Consider installing multiple browsers for different purposes. I personally use Pale Moon Portable with very restricted capabilities for more confidential browsing. I would also suggest adding a separate account(s) with little to no personal data to use when you need to prevent information leakage.

E-mail

Similar to web browsing, consider installing multiple e-mail clients with different configurations and createing separate account(s) to isolate the information available when logged into a particular account. The Bat! is a popular mature e-mail client. Consider updating your passphrases/words after returning from the conference.

Social networking

This one really depends on how you value these accounts and what information you wish to be confidential. Consider updating your passphrases/words after returning from the conference.

Online gaming

Unless any of your gaming accounts is tied to financial assets, with online gaming I think you are only likely to see attacks from mischevious threats: i.e. cheating, distraction, and annoyance. Consider updating your passphrases/words after returning from the conference.

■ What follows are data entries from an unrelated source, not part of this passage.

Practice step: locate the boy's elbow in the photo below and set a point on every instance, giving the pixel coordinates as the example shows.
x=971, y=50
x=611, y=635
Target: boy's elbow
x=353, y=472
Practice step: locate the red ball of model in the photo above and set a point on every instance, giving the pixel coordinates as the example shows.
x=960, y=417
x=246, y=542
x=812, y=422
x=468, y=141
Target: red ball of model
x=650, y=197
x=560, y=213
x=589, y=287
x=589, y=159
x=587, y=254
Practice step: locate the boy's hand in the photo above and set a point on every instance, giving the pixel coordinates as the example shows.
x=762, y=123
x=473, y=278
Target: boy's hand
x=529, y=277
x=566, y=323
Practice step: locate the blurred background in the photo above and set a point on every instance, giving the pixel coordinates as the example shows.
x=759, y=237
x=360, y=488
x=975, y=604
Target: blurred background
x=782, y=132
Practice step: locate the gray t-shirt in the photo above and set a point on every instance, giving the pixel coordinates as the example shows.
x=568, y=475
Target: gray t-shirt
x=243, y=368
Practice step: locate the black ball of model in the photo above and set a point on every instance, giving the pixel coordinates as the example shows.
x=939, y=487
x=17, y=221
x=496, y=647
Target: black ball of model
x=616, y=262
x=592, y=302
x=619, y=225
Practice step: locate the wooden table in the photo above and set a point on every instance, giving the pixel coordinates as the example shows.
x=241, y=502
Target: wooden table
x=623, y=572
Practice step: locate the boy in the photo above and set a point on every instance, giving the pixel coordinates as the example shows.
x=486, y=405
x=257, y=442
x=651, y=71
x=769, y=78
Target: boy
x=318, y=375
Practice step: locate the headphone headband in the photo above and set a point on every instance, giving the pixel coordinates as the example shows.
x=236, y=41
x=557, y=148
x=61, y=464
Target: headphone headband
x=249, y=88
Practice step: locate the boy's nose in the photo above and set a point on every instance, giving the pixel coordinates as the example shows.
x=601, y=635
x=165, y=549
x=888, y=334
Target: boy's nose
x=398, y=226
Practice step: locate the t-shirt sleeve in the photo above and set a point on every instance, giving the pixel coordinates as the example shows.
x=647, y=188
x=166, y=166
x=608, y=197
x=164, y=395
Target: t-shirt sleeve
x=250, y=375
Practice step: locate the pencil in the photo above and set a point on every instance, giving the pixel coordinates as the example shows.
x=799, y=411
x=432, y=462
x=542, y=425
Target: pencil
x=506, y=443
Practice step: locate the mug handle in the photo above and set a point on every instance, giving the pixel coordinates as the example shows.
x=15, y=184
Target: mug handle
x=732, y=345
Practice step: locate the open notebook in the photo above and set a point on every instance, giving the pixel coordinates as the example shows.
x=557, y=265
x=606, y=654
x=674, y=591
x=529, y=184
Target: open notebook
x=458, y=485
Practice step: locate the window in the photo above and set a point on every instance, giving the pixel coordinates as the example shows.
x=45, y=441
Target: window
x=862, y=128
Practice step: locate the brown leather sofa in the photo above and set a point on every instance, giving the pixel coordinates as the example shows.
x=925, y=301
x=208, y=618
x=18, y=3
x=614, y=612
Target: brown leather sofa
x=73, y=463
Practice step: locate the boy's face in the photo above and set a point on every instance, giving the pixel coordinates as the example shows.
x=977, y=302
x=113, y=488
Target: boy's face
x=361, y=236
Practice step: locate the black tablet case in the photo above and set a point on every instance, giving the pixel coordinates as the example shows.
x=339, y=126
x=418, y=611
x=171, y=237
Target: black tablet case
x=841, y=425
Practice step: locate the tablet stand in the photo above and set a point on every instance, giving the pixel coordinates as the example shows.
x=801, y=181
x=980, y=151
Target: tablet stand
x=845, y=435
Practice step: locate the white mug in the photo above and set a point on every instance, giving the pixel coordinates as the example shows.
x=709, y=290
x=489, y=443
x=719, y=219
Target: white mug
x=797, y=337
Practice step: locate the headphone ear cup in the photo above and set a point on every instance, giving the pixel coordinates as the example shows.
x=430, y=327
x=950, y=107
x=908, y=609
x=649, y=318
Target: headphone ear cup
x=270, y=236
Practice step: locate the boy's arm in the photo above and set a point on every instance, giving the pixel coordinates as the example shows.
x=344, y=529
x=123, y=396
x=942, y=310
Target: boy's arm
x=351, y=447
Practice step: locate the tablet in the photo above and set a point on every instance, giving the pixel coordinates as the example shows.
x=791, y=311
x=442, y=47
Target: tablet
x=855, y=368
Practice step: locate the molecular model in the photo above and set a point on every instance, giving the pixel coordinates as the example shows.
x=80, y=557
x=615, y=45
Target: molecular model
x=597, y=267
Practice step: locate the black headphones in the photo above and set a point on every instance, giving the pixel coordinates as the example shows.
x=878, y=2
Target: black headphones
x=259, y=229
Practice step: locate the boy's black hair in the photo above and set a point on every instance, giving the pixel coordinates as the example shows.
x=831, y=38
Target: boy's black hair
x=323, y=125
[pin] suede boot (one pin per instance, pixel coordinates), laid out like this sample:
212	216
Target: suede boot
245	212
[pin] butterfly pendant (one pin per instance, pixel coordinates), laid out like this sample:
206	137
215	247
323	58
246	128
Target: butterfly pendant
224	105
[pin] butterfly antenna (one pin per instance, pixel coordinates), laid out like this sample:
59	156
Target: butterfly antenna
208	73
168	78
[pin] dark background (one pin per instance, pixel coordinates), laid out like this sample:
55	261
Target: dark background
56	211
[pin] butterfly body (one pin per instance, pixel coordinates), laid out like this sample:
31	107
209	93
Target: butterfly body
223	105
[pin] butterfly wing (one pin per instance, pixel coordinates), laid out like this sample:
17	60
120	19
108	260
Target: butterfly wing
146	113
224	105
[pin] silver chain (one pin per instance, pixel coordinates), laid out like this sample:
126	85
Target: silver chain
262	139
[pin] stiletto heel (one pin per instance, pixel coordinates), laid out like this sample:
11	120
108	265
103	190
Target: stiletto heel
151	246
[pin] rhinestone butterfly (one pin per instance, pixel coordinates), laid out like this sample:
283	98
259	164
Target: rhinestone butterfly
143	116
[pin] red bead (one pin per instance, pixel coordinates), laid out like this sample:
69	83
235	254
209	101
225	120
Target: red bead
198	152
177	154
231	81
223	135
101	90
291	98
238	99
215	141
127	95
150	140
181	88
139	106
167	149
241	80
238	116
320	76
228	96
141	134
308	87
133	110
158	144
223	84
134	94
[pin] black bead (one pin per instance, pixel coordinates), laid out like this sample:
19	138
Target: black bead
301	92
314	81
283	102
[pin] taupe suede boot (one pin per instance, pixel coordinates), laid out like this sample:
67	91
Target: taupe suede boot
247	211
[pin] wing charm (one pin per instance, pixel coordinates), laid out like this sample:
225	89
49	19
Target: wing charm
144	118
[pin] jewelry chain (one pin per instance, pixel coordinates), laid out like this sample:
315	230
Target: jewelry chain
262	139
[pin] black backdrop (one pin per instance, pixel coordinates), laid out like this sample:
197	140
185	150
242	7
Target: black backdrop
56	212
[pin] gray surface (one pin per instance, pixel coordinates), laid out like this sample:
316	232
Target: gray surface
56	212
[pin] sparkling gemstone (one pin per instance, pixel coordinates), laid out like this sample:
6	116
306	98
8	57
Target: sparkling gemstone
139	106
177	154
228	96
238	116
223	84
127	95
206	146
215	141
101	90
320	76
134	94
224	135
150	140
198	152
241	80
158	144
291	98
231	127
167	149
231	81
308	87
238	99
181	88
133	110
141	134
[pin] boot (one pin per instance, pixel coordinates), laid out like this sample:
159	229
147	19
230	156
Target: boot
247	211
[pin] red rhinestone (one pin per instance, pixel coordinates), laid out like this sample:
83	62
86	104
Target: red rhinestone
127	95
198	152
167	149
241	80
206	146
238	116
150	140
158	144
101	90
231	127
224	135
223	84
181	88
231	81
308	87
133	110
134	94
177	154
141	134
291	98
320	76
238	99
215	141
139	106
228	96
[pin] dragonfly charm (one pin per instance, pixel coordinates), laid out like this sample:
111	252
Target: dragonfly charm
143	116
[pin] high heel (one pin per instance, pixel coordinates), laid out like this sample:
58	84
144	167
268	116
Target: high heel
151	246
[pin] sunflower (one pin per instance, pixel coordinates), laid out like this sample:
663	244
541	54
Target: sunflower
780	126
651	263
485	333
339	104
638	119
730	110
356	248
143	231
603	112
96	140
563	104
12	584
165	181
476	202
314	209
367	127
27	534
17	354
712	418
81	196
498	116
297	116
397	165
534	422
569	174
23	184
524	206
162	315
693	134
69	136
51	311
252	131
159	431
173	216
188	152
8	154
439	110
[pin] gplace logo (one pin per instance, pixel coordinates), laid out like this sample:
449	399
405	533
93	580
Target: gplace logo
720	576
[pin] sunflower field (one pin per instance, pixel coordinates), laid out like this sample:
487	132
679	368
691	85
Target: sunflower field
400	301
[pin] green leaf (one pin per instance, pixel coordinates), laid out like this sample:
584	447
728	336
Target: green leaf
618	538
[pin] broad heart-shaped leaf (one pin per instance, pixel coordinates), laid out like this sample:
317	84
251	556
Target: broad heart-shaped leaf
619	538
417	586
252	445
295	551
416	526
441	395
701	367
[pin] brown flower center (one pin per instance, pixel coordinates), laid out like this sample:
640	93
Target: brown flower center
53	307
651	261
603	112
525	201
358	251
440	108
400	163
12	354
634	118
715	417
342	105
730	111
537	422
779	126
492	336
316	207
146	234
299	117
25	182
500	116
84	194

Personal & work calls & SMS.

Consider taking both phones: personal and work. Before leaving for the conference make sure you have a strong passwords on your accounts and that a PIN or password is required to access voicemail or account information even if calling from your mobile phone. Most mobile phones allow you to forward calls to another number which could be your hotel room or your other mobile. If you are concerned about the vulnerability of your smartphone then you can turn it off (all the way off, remove the battery if in doubt) when you are most exposed: i.e. a presentation on mobile phone hacking. When you return from the conference consider chaging your voicemail PIN or password.

Remote access (RDP w/ NLA) to personal & work computers.

You probably want to have minimal exposure when accessing remote personal and work computers, because with this activity you are putting assets not normally vulnerable to conference attendees at risk. I prefer when noone can see my screen or keyboard and I am connected to a trusted encrypted authenticated network.

Note: I have no affiliation with Pale Moon or The Bat!

Answer 3

What about a LiveCD of your choice of Linux distro for the social networking, browsing, and such and a thumbdrive for any documents you compose/download, etc. That would cover most of the computing; online gaming I can't say..but could you do without it for the time? Email, web browsing are the same on Linux & windows if you consider firfox/chrome.

Answer 4

You can get a very decent level of security by encapsulating things in a virtual machine: the host OS is a barebone installation which acts as a firewall for the guest OS, which runs in the virtual machine. VirtualBox is easy enough to setup, and efficient (but it requires some extra RAM; if you want the performance of a 2 GB machine in the VM, you'd better have 4 GB of physical RAM).

The host OS should be an operating system in which you are competent, so that you may update it and strip it down by closing all unneeded network services, and such that firewall configuration on that OS is no problem for you. If that's Windows, then go for Windows.